La prima grande spinta alla devozione la dà Jean Gerson nel Quattrocento. Umanista e rettore della Sorbona, scrisse Consideration sur Saint Joseph e predicò vari sermoni sul santo al Concilio di Costanza. Anche san Bernardino da Siena e Pierre d’Ailly collaborarono alla diffusione di una devozione specifica. E naturalmente le sacre rappresentazioni sul Natale, patrimonio francescano. Le Rivelazioni di santa Brigida, pubblicate per la prima volta a Lubecca nel 1492 e lette da tutta la cristianità occidentale, presentano un Giuseppe che va in cerca di lume, di fuoco, di cibo.

E la figura comincia ad acquistare tratti umani definiti, tipologie innovative, che ne accentuano il ruolo di padre putativo, educatore, intercessore e patrono. Sisto IV (1471-1484) ne introdusse il culto istituendo la festa del 19 marzo. Gregorio XV, nel 1621, decretò la festa tra quelle comandate. Sussistevano le condizioni per uno sviluppo delle raffigurazioni artistiche.

Chiese, confraternite, compagnie d’arti e mestieri, istituti religiosi, e anche privati vollero dotarsi di opere d’arte per la loro devozione o patrocinio. Si sviluppano così due filoni iconografici, uno con la Santa Famiglia dove Giuseppe è coprotagonista, l’altro con scene di lavoro a Nazaret. Della prima si può ricordare la precoce xilografia di Dürer (1498 ca), dove in un paesaggio aperto Maria mostra il Bambino mentre Giuseppe, abbigliato come un paesano nordico, veglia un po’ indietro. È la famosa Sacra Famiglia con le tre lepri.

Dalla seconda metà del Cinquecento fioriranno le immagini di Giuseppe da solo o con il Bambino (in braccio o per mano). Sarà la Spagna post tridentina a dare la maggior prova della devozione trasformata in arte, in quella imagineria che da Siviglia a Valladolid produsse sculture lignee di altissima qualità e forte impatto, da Juan Martínez Montañés ad Alonso Cano.

Per la composizione della Santa Famiglia non si può ignorare la tela di Murillo conservata alla National Gallery di Londra, che raffigura in modo commovente la Trinità del Cielo e la "trinità" della terra.

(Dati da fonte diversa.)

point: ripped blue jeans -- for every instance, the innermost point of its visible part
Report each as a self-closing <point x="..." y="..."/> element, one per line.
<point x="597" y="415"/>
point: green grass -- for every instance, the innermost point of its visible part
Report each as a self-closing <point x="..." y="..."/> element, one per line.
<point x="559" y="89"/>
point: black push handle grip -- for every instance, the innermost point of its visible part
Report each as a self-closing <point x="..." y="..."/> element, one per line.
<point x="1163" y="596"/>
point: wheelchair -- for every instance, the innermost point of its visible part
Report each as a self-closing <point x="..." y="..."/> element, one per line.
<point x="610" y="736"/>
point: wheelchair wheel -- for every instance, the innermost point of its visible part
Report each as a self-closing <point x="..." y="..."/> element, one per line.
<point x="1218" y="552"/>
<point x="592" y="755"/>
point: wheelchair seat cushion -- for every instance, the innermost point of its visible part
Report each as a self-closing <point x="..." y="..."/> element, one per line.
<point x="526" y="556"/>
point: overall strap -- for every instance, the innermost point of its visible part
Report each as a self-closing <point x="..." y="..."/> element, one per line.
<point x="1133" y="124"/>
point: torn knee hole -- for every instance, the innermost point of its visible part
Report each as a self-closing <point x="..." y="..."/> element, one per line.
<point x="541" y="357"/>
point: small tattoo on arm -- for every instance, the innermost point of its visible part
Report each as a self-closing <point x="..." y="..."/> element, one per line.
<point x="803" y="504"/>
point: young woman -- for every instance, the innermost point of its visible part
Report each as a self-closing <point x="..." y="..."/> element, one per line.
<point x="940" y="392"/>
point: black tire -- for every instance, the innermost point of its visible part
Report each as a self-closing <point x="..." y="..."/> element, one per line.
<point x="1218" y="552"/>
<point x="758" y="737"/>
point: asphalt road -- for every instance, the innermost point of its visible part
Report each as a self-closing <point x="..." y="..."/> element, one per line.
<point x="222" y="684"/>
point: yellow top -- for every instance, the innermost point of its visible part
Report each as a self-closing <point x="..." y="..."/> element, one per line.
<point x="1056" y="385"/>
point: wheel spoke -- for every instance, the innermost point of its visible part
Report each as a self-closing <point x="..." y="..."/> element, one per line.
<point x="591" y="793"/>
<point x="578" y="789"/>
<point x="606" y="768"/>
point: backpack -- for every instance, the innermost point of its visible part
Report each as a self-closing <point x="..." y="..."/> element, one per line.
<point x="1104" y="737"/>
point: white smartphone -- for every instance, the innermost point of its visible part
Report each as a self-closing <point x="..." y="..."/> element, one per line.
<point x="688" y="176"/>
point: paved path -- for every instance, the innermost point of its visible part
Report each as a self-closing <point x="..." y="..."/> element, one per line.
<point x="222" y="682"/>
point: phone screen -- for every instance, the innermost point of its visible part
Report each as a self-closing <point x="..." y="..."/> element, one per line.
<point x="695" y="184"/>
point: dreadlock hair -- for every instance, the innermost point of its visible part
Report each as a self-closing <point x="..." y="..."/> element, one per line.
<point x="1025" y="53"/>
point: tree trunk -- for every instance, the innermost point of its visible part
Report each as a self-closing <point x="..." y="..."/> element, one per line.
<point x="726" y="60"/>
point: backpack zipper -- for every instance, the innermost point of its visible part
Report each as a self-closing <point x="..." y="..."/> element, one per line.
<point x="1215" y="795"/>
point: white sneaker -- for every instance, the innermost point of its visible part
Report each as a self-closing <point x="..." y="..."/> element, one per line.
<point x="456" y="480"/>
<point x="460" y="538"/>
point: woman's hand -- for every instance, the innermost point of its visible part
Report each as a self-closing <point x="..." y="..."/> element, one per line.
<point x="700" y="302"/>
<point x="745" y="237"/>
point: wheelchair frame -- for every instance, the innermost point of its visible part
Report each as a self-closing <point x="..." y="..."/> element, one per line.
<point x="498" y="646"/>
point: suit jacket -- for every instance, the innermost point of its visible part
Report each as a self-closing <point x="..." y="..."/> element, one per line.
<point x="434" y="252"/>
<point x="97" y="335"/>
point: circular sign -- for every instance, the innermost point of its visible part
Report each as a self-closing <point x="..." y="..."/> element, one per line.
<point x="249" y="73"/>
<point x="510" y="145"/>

Nei dipinti di Murillo, come in genere nella Spagna dell’epoca, Giuseppe non è più vecchio, ma uomo pieno di vigore. Era crescente la devozione al Santo sotto l’impulso di un personaggio come Teresa d’Avila.

Nel Settecento subentra un aspetto particolare della devozione: considerare il transito di Giuseppe. Lo s’immagina morente tra l’amore di Maria e di Gesù, patrono così della buona morte. Si moltiplicano i dipinti con questo soggetto, anche per tutto l’Ottocento, ma non sono opere di particolare qualità.

Negli ultimi tempi si è verificato un veloce crescendo magisteriale sulla figura di Giuseppe: nel 1870 Pio IX lo proclamò patrono della Chiesa universale. Leone XIII scrisse la prima enciclica interamente riguardante il Santo: la Quamquam pluries, del 1889. Nel 1921, Benedetto XV estese la festa della Sacra Famiglia a tutta la Chiesa. In questo clima nacquero alcune opere importanti, come Cristo nella casa di suoi genitori di John Everett Millais, dipinto nel 1850 e conservato alla Tate Gallery. Raffigura la bottega di Giuseppe con tutta la famiglia al lavoro, insieme ad alcuni garzoni. Opera eccellente, piena di una commozione giocata con la luce. Oppure la versione del tema affrescata da Modesto Faustini a Loreto nel 1890.